Women in rural areas now carry overlapping responsibilities: maintaining small farms, providing care for children and the elderly, and sustaining household food production with minimal institutional support.
Their work sustains both local food systems and community life, yet it remains largely unacknowledged in national recovery strategies.
Meanwhile, Ukrainian women abroad continue to perform essential, low-paid care labour in European economies — cleaning, nursing, and caregiving — while sending remittances home. This transnational chain of care connects survival across borders but rarely features in policy frameworks. It demonstrates both the resilience of women’s everyday strategies and the invisibility of their contribution to global economies.
The Ecological Cost of Militarisation
The environmental damage of the war compounds decades of ecological degradation. Soil and water are contaminated with heavy metals, fuel residues, and unexploded ordnance. Forests and wetlands have been burned or destroyed, and biodiversity has declined sharply in frontline and liberated regions.
These processes reveal the deep contradiction of militarized recovery: vast sums are allocated first to arms production, then to demining, and only last — and insufficiently — to ecological restoration and sustainable livelihoods.
This pattern perpetuates dependence on industrial and military economies while undermining the foundations of human security — food, water, and care.
From War Economies to Peace Economies: A Feminist Perspective
A feminist peace framework challenges the current logic of international spending.

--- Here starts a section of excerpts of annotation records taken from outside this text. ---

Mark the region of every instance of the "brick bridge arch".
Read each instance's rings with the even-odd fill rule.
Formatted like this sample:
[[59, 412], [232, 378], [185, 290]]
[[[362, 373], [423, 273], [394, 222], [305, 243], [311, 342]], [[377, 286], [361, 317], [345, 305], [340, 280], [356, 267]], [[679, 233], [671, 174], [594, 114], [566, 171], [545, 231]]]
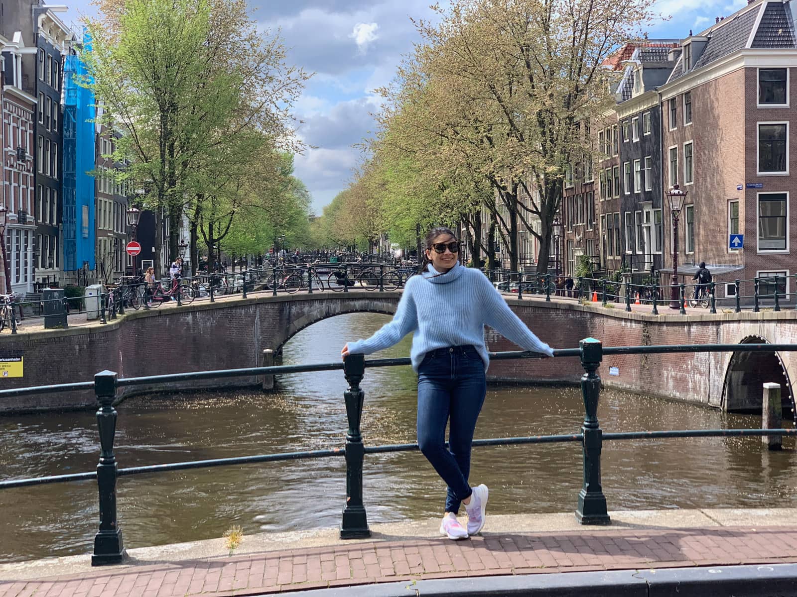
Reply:
[[[739, 344], [770, 344], [763, 335], [752, 334]], [[732, 353], [728, 356], [721, 407], [728, 412], [761, 412], [763, 384], [780, 384], [783, 406], [795, 408], [788, 367], [779, 353]], [[794, 411], [793, 411], [794, 412]]]
[[[303, 295], [303, 298], [310, 298], [310, 296]], [[393, 315], [400, 298], [398, 292], [348, 292], [345, 295], [324, 293], [317, 298], [313, 295], [310, 300], [282, 302], [279, 322], [269, 330], [269, 338], [264, 338], [264, 348], [266, 344], [270, 344], [275, 354], [279, 354], [285, 342], [302, 330], [332, 317], [349, 313]]]

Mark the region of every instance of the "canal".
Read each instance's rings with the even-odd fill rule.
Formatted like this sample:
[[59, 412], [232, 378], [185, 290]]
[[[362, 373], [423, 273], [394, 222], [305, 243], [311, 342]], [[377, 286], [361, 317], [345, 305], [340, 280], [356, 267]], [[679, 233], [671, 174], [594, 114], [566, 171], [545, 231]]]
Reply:
[[[341, 315], [297, 334], [283, 362], [339, 358], [345, 340], [388, 321]], [[209, 347], [210, 349], [210, 347]], [[406, 356], [410, 339], [386, 356]], [[529, 367], [534, 366], [529, 361]], [[563, 366], [580, 368], [576, 359]], [[279, 379], [279, 392], [156, 395], [119, 407], [120, 466], [315, 450], [343, 445], [343, 373]], [[409, 367], [367, 369], [362, 429], [368, 445], [415, 441], [415, 377]], [[758, 427], [758, 417], [604, 391], [607, 431]], [[477, 437], [575, 433], [583, 419], [578, 388], [488, 389]], [[791, 423], [787, 423], [791, 425]], [[797, 451], [762, 450], [759, 438], [607, 443], [603, 490], [610, 510], [797, 506]], [[93, 412], [0, 418], [0, 478], [92, 470], [99, 442]], [[485, 447], [474, 451], [471, 481], [490, 487], [490, 513], [572, 511], [581, 486], [578, 443]], [[418, 452], [366, 456], [369, 521], [442, 514], [445, 486]], [[121, 478], [119, 518], [128, 548], [245, 533], [306, 530], [340, 524], [345, 501], [342, 458], [220, 467]], [[95, 482], [0, 491], [0, 561], [91, 551], [98, 521]], [[488, 523], [489, 525], [489, 523]]]

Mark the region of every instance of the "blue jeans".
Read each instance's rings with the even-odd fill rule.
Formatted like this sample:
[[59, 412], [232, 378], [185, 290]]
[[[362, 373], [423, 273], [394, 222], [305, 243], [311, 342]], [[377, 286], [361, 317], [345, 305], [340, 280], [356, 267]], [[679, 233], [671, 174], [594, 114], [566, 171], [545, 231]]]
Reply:
[[486, 393], [485, 364], [473, 346], [426, 353], [418, 368], [418, 444], [448, 485], [446, 512], [457, 513], [473, 493], [468, 484], [470, 444]]

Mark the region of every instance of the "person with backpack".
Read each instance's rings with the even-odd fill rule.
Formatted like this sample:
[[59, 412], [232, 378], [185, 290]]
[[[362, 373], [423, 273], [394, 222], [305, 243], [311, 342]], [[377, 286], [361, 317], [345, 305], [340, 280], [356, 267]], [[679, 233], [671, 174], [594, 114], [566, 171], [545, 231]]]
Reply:
[[704, 290], [706, 295], [709, 295], [709, 285], [711, 283], [711, 272], [705, 267], [705, 261], [700, 262], [700, 265], [697, 266], [697, 271], [692, 279], [697, 280], [697, 284], [695, 286], [695, 300], [700, 298], [701, 294]]

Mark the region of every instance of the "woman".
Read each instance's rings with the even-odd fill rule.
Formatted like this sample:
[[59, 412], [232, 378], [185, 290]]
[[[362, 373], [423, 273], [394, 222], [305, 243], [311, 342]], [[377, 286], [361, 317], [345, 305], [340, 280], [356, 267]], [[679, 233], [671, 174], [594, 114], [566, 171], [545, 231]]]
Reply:
[[[424, 271], [407, 280], [393, 321], [340, 351], [344, 359], [371, 354], [414, 332], [410, 356], [418, 375], [418, 443], [448, 485], [440, 533], [454, 540], [467, 539], [485, 525], [487, 486], [468, 484], [471, 443], [486, 394], [489, 358], [485, 325], [527, 350], [553, 356], [480, 270], [459, 263], [459, 247], [450, 229], [431, 230], [426, 238]], [[457, 520], [461, 503], [468, 514], [467, 529]]]

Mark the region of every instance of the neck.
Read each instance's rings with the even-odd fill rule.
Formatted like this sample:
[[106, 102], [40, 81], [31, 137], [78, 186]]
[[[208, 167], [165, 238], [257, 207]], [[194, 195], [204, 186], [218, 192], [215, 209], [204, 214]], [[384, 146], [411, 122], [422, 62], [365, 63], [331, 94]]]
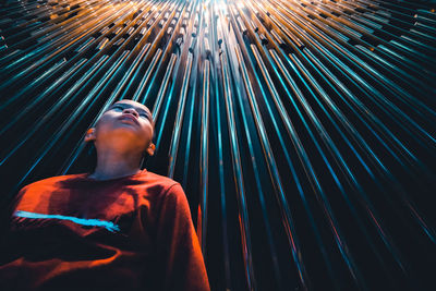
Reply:
[[113, 150], [99, 150], [97, 153], [97, 167], [89, 178], [109, 180], [132, 175], [141, 171], [142, 155], [119, 153]]

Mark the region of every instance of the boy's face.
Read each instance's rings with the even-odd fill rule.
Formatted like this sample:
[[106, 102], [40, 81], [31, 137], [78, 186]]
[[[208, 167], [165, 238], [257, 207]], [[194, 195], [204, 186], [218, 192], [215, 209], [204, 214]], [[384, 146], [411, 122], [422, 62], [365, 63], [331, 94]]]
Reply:
[[135, 153], [145, 149], [153, 156], [153, 132], [154, 122], [148, 108], [136, 101], [121, 100], [100, 117], [95, 129], [88, 131], [85, 142], [94, 141], [97, 150], [106, 145], [120, 145]]

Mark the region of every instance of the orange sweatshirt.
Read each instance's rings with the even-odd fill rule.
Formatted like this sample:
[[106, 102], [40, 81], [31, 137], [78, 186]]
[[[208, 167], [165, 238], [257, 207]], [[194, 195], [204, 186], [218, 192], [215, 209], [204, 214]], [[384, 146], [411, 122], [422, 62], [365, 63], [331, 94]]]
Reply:
[[25, 186], [5, 244], [1, 290], [210, 290], [181, 185], [146, 170]]

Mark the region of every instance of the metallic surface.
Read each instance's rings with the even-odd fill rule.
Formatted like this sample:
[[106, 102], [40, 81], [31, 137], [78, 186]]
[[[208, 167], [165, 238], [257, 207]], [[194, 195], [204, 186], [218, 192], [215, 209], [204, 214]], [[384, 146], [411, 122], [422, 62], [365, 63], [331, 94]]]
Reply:
[[2, 205], [145, 104], [213, 290], [434, 290], [434, 1], [0, 4]]

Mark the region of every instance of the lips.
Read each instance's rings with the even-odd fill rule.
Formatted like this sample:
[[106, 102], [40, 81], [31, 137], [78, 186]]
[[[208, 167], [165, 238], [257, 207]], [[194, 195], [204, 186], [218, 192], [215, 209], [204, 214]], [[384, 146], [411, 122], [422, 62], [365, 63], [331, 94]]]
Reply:
[[133, 114], [122, 114], [119, 119], [120, 120], [131, 120], [135, 124], [140, 125], [140, 122], [137, 121], [137, 119]]

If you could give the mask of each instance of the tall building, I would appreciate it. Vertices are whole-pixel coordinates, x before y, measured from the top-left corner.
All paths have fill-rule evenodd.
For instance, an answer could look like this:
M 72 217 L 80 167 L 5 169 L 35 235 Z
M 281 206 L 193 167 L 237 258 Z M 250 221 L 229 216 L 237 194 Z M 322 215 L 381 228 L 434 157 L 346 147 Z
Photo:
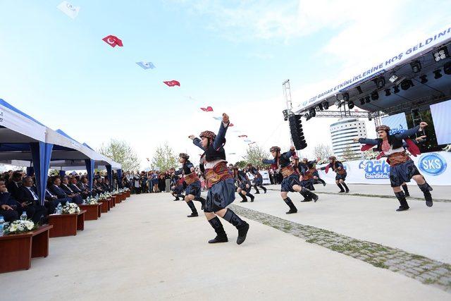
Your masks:
M 366 137 L 364 121 L 344 119 L 330 125 L 332 149 L 338 157 L 345 156 L 347 160 L 360 159 L 362 145 L 352 141 L 360 137 Z

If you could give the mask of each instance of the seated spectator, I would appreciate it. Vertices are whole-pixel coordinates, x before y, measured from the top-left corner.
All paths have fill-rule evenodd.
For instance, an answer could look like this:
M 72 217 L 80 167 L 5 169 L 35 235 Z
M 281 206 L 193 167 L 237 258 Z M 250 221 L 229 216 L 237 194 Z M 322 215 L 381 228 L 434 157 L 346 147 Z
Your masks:
M 16 208 L 16 202 L 11 198 L 11 193 L 8 192 L 5 181 L 0 180 L 0 215 L 3 216 L 5 221 L 11 223 L 19 219 L 19 214 Z
M 35 223 L 39 223 L 42 218 L 47 217 L 47 209 L 41 205 L 37 191 L 33 186 L 33 180 L 30 176 L 25 177 L 22 180 L 22 186 L 19 188 L 16 200 L 20 204 L 20 207 L 18 206 L 19 213 L 22 214 L 25 211 L 27 212 L 27 217 Z
M 63 180 L 61 181 L 61 185 L 60 188 L 64 190 L 68 197 L 72 197 L 72 202 L 77 204 L 80 204 L 83 202 L 83 199 L 82 199 L 82 196 L 80 194 L 73 191 L 69 187 L 69 179 L 68 177 L 63 178 Z

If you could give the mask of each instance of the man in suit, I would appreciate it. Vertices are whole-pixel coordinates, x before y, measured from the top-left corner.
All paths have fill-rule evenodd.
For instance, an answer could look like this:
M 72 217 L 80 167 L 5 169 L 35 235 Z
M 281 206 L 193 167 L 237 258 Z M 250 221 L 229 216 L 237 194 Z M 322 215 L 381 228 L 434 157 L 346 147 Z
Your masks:
M 72 202 L 72 197 L 69 197 L 60 187 L 61 185 L 61 178 L 59 176 L 55 176 L 51 179 L 51 183 L 49 185 L 49 191 L 58 197 L 58 201 L 64 204 L 67 202 Z
M 83 202 L 83 199 L 82 198 L 81 195 L 73 191 L 69 187 L 69 179 L 68 178 L 68 177 L 63 178 L 63 180 L 61 182 L 62 183 L 60 188 L 63 190 L 64 190 L 64 192 L 66 193 L 66 195 L 68 195 L 69 197 L 72 197 L 72 202 L 77 204 L 80 204 Z
M 37 191 L 33 187 L 33 179 L 30 176 L 22 180 L 16 200 L 20 203 L 22 211 L 25 211 L 28 219 L 35 223 L 39 222 L 42 217 L 47 217 L 47 209 L 39 204 Z M 18 209 L 20 208 L 18 207 Z
M 20 185 L 22 185 L 22 173 L 20 171 L 14 171 L 6 185 L 6 188 L 8 188 L 8 191 L 13 197 L 17 198 Z
M 5 182 L 0 180 L 0 215 L 3 216 L 5 221 L 10 223 L 19 219 L 19 214 L 15 210 L 17 207 L 16 202 L 11 199 L 11 195 L 5 185 Z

Instead of reproducing cycles of destruction and repair, it calls for redistributing resources from militarization to the infrastructures of peace — food systems, ecological restoration, and social care.
Key recommendations for international actors:
- Reprioritize global budgets: Redirect funds from arms production toward agricultural recovery, land rehabilitation, and sustainable food systems.
- Integrate demining with livelihood recovery: Link technical clearance with agricultural restoration, irrigation repair, and local employment.
- Support women-led farming and cooperatives: Offer grants and microloans for women farmers in frontline and de-occupied areas.
- Recognize care work as central to recovery: Include both domestic and transnational care labour in reconstruction policies and donor frameworks.
- Ensure ecological and gender accountability: Embed gender-sensitive and environmental indicators in all post-war aid and investment programs.
Conclusion
The future of Ukraine’s recovery depends not only on the end of war but on how peace is financed.
If global resources continue to prioritize militarization, the same land that feeds the world will remain unsafe and uninhabitable.
A feminist understanding of peace begins with the soil — with the right to live, cultivate, and care. Redirecting investments from weapons to life is not only an ethical choice but the only sustainable path toward real security.